Si ces dissidents de la CPJP revendiquent les attaques en invoquant des motifs politiques, ils reconnaissent ce que soulignent des sources bien informées, à savoir que les attaques de samedi dans ces localités au nord de Bangui sont surtout le fait de « Libérateurs » qui ont récemment déserté, comme l'explique le colonel Ha, porte-parole de la CPJP fondamentale.

« Ce sont les ex-libérateurs qui ont amené Monsieur Bozizé au pouvoir. Et Bozizé a promis de verser 15 millions à chacun. Maintenant, ils revendiquent les 15 millions (…). Mais ils sont au nombre de 60 de la garde du président Bozizé. Ils sont tous avec des bérets verts. Et ce sont eux, en ce moment, qui commandent le terrain ».
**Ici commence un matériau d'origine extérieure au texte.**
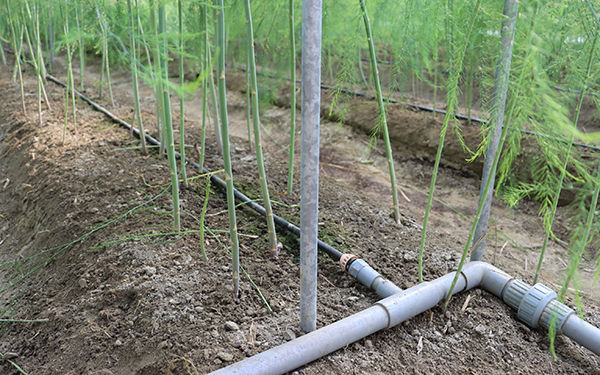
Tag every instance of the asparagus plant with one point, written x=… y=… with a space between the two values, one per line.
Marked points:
x=235 y=249
x=292 y=146
x=262 y=176
x=382 y=115
x=181 y=94
x=455 y=63
x=168 y=124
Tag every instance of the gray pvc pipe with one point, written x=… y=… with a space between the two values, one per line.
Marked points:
x=309 y=164
x=399 y=307
x=384 y=314
x=582 y=332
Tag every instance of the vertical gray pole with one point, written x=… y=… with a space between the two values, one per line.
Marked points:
x=309 y=163
x=507 y=35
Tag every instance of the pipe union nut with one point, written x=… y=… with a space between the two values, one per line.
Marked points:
x=555 y=311
x=533 y=304
x=344 y=259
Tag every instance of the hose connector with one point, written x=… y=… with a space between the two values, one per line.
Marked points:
x=366 y=275
x=346 y=260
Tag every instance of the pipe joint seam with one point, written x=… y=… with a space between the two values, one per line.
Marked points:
x=558 y=312
x=466 y=287
x=514 y=291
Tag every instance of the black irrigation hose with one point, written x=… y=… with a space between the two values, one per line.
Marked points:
x=446 y=71
x=429 y=109
x=329 y=250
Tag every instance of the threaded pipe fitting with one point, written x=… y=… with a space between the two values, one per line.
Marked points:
x=558 y=311
x=533 y=303
x=514 y=291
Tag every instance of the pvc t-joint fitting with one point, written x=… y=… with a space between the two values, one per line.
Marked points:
x=533 y=304
x=366 y=275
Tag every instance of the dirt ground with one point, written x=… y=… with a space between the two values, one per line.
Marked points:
x=127 y=296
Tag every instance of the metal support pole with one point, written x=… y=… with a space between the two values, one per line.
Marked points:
x=507 y=35
x=309 y=164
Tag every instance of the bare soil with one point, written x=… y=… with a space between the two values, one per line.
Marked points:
x=125 y=300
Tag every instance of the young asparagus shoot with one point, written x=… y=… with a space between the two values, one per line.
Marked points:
x=382 y=115
x=262 y=175
x=235 y=249
x=134 y=75
x=166 y=105
x=292 y=146
x=181 y=95
x=455 y=62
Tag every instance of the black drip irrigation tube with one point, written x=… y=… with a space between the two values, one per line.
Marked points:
x=428 y=109
x=351 y=264
x=446 y=71
x=329 y=250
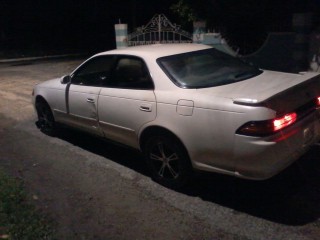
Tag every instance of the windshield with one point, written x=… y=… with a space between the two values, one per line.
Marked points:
x=206 y=68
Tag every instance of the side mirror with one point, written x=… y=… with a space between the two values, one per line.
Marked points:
x=65 y=79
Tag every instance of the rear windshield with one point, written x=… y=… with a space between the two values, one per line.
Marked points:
x=206 y=68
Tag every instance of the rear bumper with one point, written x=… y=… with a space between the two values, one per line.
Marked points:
x=261 y=158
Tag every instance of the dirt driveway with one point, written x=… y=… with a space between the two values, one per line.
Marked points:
x=96 y=190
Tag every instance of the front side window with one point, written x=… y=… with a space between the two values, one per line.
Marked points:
x=94 y=72
x=205 y=68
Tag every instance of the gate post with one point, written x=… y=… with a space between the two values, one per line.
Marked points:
x=199 y=29
x=121 y=31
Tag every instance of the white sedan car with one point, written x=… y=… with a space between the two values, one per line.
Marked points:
x=186 y=107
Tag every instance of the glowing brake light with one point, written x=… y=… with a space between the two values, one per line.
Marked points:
x=284 y=121
x=268 y=127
Des hommes dont les moyens semblent pour l'instant réduits. Selon les témoins, ils sont arrivés à pied à Damara, et pour rejoindre Sibut, plus au nord, ils se sont emparés entre autres de l'unique ambulance de la ville. « L’unique ambulance de la ville, nous l’avons emportée, effectivement, confirme le colonel Ha qui ajoute : Nous avons des véhicules, mais qui ne sont pas prêts ».

« Cette rébellion est purement tchadienne… »
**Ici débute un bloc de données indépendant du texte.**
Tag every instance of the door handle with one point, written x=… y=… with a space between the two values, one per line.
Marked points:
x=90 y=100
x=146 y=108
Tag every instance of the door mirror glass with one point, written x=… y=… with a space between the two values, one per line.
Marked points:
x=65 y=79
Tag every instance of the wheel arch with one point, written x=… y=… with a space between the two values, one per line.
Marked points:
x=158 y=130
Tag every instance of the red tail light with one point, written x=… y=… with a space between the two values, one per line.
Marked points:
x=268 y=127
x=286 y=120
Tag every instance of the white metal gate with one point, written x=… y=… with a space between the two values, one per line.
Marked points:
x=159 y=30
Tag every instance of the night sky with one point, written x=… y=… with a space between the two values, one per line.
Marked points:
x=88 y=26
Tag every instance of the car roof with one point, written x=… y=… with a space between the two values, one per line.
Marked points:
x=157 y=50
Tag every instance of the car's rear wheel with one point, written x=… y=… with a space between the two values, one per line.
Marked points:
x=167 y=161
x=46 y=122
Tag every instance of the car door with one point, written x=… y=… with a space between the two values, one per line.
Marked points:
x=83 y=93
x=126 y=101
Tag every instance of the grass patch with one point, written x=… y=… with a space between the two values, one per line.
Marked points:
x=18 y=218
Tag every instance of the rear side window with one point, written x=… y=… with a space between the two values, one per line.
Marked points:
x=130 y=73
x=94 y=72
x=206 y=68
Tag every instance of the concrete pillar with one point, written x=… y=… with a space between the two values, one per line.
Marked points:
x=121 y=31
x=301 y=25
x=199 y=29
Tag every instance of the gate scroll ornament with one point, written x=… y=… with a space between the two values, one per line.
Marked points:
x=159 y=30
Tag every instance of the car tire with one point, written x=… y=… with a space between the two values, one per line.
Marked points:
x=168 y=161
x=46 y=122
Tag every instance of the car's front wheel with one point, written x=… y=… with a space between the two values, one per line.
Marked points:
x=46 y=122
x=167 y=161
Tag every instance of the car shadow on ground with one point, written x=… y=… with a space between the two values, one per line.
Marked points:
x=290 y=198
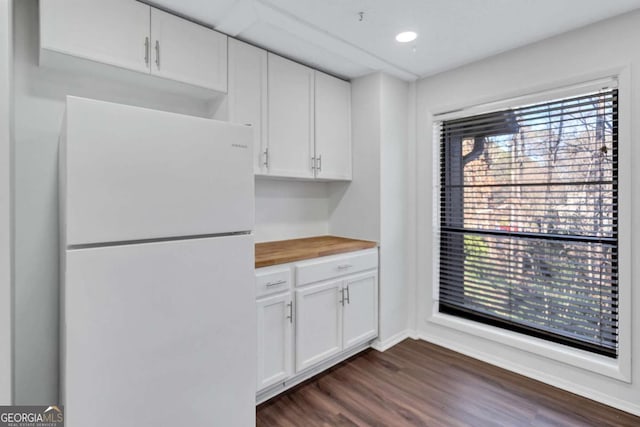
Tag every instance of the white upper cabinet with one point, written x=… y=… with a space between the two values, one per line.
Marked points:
x=113 y=32
x=332 y=127
x=134 y=36
x=187 y=52
x=360 y=308
x=247 y=96
x=291 y=127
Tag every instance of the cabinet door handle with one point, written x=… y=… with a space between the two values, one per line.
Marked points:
x=158 y=54
x=146 y=50
x=290 y=316
x=276 y=283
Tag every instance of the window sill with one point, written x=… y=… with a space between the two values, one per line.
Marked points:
x=618 y=369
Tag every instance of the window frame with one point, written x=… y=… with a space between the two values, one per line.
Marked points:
x=619 y=368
De sources militaires, et selon des témoins, ces hommes armés ont pillé une petite société bancaire, saccagé une gendarmerie et une station service, entre autres, dans ces deux localités. Josué Binoua, ministre de l’Administration du territoire, signale aussi la mort d'un auxiliaire de la gendarmerie à Damara et déplore ces attaques.

« La situation est maîtrisée, mais ce sont des situations qui nous tirent vers le bas à un moment où nous voulons dialoguer avec l’opposition démocratique pour porter le développement du pays ».

L’armée centrafricaine avait repris, dimanche 16 septembre, le contrôle des villes de Sibut et Damara. Mais la direction de la CPJP qui a signé la paix avec le gouvernement centrafricain, nie toute implication et affirme que cette dissidence n'existe pas, comme l’exprime Abdoulaye Hissène, le commandant de la CPJP.

« Il n’y a pas un seul élément de la CPJP parmi eux. Il n’y a pas un seul responsable de la CPJP parmi eux ! Je dis non et non à ça ! La CPJP a dit oui à la paix, on va vers la paix ! Je ne vais pas attaquer ! (…). Cette rébellion pour moi est purement tchadienne ! Il n’y a pas un seul Centrafricain parmi eux ! Il ne faut pas que les gens mentent ! Il ne faut pas que les gens disent n’importe quoi ! Il ne faut pas que les gens mélangent les choses ! C’est purement et simplement tchadien. La CPJP dit non à ceux-là. La CPJP est prête à les combattre ! », a-t-il affirmé.